Teem Now Covers Professional Services Categories
Teem now covers Professional Services Procurement Categories. Discover service suppliers, evaluate proposals and vendors, and plan for supplier risk across consulting, legal, staffing, and agencies. The same intelligence you trust for software, now for services.
Today we launched Professional Services categories within Teem.
Our Professional Service Intelligence covers the full procurement lifecycle across three stages — Discover, Evaluate, and Plan. Under Discover, Service Supplier Discovery gives procurement teams a structured way to find and shortlist the right vendors. Evaluate brings three capabilities together: Proposal Review, Stakeholder Feedback, and Service Comparison — so every engagement decision is grounded in evidence. And under Plan, Service Supplier Redundancy gives teams visibility into concentration risk before it becomes a problem.
Discover
Finding the right services vendor has always relied on who you already know or who someone in your network recommends. There is no structured way to surface alternatives, assess market options, or build a shortlist with any objectivity. In most organizations, service spending is buried under a broad category label, lumped together with legal, audit, and IT, making it impossible to distinguish what is actually being spent on.

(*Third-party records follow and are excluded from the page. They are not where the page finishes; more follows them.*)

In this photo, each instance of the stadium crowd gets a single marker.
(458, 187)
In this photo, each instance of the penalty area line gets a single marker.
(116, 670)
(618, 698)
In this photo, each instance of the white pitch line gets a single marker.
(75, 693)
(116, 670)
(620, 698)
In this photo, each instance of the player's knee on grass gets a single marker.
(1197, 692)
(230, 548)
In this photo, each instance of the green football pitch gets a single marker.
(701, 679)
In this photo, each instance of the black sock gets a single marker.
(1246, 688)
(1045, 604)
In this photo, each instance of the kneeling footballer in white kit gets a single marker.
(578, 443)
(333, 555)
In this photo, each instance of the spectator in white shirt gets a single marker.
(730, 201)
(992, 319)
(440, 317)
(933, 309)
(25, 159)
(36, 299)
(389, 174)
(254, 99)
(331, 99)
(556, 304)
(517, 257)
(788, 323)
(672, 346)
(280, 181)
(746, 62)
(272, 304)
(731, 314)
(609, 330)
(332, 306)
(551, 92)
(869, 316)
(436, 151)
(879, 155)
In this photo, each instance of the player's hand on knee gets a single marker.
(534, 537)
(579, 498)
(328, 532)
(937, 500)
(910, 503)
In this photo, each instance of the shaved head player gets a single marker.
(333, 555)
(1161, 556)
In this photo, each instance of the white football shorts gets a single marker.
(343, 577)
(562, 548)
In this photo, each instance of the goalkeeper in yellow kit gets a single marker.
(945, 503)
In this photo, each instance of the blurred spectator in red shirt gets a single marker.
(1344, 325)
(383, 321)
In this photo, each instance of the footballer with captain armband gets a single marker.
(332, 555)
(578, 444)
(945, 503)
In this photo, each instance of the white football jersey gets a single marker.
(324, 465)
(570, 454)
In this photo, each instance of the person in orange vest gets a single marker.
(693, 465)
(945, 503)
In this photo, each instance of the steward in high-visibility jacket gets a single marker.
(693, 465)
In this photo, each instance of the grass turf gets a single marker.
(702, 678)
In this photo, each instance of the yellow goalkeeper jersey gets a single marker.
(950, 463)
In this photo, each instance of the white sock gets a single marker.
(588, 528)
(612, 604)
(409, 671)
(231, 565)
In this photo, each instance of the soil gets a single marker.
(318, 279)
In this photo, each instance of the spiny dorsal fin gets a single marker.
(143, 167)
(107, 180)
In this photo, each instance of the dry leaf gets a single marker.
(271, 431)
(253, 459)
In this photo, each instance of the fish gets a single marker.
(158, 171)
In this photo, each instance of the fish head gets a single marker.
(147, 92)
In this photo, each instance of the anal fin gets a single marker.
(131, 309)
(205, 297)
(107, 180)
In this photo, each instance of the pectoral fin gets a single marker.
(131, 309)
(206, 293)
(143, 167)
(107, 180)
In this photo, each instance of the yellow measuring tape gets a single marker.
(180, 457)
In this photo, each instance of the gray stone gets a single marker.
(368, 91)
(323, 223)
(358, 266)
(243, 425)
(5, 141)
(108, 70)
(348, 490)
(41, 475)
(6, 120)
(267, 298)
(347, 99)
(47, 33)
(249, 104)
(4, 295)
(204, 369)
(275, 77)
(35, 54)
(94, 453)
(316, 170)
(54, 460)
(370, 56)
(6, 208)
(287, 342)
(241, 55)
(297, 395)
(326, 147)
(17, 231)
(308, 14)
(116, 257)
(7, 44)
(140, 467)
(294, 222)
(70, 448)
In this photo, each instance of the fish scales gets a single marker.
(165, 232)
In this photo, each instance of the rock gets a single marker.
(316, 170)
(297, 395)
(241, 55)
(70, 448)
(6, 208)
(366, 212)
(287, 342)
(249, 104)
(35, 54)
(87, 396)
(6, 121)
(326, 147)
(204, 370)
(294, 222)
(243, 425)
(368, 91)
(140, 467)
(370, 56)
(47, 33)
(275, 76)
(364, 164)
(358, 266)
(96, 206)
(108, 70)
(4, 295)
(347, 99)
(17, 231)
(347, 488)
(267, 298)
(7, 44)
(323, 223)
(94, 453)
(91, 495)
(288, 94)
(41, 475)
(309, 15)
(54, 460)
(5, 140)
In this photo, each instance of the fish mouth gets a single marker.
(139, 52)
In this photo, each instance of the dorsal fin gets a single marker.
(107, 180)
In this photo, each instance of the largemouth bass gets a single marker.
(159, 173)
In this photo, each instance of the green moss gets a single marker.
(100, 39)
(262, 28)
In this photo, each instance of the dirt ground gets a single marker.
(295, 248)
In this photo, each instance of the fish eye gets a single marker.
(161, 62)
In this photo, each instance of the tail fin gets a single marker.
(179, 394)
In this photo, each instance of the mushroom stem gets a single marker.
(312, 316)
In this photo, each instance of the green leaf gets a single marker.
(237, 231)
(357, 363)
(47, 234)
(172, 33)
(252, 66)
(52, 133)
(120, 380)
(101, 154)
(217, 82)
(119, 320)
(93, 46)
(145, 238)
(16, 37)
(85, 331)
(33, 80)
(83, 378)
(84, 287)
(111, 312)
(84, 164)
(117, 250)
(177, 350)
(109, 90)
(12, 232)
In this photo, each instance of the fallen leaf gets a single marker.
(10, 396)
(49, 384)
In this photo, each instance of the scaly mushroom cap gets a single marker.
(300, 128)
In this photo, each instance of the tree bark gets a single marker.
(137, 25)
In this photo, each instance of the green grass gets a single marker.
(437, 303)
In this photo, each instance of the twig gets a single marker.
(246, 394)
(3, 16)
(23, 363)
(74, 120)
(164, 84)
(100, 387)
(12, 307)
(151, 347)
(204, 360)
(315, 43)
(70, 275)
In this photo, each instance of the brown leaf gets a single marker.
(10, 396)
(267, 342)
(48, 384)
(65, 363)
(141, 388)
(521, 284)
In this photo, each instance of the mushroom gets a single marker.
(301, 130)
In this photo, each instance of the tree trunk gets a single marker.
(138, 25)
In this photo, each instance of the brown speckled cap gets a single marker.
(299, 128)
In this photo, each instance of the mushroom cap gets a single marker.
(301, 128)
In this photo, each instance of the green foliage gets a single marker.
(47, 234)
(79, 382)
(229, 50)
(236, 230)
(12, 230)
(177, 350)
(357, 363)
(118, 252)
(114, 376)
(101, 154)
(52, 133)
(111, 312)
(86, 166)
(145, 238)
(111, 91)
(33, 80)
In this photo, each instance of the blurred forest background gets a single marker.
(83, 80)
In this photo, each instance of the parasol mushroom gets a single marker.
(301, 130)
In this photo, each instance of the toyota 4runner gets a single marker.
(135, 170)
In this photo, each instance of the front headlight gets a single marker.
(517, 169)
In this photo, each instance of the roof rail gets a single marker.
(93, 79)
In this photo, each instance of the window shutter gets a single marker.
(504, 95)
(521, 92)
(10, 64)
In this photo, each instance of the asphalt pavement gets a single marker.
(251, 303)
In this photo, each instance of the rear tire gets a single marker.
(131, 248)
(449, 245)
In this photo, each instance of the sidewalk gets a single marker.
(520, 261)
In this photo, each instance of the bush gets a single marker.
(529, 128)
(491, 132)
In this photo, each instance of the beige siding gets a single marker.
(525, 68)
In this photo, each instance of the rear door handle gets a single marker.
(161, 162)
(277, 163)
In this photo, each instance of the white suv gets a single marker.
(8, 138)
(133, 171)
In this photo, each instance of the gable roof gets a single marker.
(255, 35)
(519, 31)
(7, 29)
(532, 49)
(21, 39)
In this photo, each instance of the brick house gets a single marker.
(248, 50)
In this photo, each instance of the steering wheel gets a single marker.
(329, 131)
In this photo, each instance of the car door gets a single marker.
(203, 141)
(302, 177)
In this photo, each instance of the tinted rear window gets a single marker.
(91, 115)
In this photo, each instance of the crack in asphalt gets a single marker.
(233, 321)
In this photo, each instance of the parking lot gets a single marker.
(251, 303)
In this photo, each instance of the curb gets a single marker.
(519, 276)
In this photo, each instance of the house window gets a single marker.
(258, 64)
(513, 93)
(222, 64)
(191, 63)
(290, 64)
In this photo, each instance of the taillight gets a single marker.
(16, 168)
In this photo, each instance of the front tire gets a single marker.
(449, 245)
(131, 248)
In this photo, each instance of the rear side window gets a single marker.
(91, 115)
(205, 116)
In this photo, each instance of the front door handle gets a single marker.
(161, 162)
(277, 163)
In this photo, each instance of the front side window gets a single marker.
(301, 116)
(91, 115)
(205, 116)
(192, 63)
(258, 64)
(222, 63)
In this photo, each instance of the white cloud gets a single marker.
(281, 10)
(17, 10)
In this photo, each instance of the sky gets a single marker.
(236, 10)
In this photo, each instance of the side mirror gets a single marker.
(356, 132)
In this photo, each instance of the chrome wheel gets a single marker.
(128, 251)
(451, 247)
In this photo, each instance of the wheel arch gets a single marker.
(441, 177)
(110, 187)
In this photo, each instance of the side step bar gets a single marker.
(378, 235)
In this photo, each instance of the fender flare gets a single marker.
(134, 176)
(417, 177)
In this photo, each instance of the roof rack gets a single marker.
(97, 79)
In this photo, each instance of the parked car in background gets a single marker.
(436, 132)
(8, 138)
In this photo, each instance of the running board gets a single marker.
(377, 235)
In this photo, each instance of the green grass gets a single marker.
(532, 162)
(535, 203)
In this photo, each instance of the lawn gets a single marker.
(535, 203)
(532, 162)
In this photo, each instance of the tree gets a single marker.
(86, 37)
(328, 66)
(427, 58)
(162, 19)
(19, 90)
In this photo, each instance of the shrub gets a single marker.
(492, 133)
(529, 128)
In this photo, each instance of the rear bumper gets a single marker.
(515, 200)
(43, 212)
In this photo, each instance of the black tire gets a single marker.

Service Supplier Discovery changes that. You start by describing what you need — in plain language, a rough draft, or a project scope — and the AI refines your requirements and identifies best-fit categories. From there, a market analysis surfaces relevant suppliers, flagging those you already work with, those whose contracts have lapsed, and those new to your network. Once the picture is clear, you move directly into evaluation.
Evaluate
This is where professional services procurement typically falls apart. Proposals arrive in different formats. Stakeholder input is scattered. No consistent framework exists to compare vendors on equal terms, so decisions default to whoever made the strongest impression or held the existing relationship.
- Proposal Review: Brings structure to how incoming submissions are evaluated — analyze specific pricing and contract terms for a selected service provider
- Stakeholder Feedback: Deploy RFI surveys to shortlisted providers, validate capabilities against your requirements, and centralize opinions from across the organization in one place
- Service Comparison: Side-by-side evaluation of shortlisted service providers against your key requirements — so decisions are made on evidence, not familiarity
Plan
Professional services relationships carry real concentration risk. A firm you depend on for critical work can become unavailable, unaffordable, or simply no longer the right fit. Most organizations do not think about this until they have to — and by then, the options are limited, and the pressure is high.
Service Supplier Redundancy gives procurement teams visibility into that risk before it becomes urgent, and supports planning for alternatives while there is still time to act.
What This Means for Your Team
Professional services procurement touches finance, legal, IT, and the business units requesting the work. It has always been a cross-functional challenge. What it has not had, until now, is a cross-functional tool.
Now it does.
The categories, workflow structure, and evaluation framework in this launch reflect years of expertise and direct feedback from procurement professionals in the field. We built it to fit how services procurement actually happens, not an idealized version.
If you manage software procurement on Teem today, this is the same intelligence applied to the other half of your indirect spend. And if you are still managing services procurement through spreadsheets and email, this is where that changes. Either way, if you want to talk through what this means for your team, we would love to chat. Schedule a demo.
Nearly 60% of organizations struggle to forecast professional services spend accurately due to the project-based nature of their work. Between 40% and 60% of that spend happens entirely outside approved procurement channels. And when engagements move forward without structure, 45% exceed their initial budgets by at least 15%. This was not a niche problem. It was widespread, costly, and accepted as normal.
Part of the reason is a longstanding belief that professional services are too intangible and too politically sensitive to be sourced through a structured procurement process. We have heard this from customers and the industry as well. We understood why that belief existed, but we also knew from building the software side of Teem that structure does not have to mean rigidity. The right workflow, built around how procurement teams actually operate, can change the way a category looks.
Working closely with industry experts and drawing on everything we learned maturing the software procurement side of the platform, we kept hearing the same thing from customers: what Teem does for software is exactly what they need for services. Not a watered-down version, but something purpose-built for how professional services procurement actually works. We are proud to bring it to you today.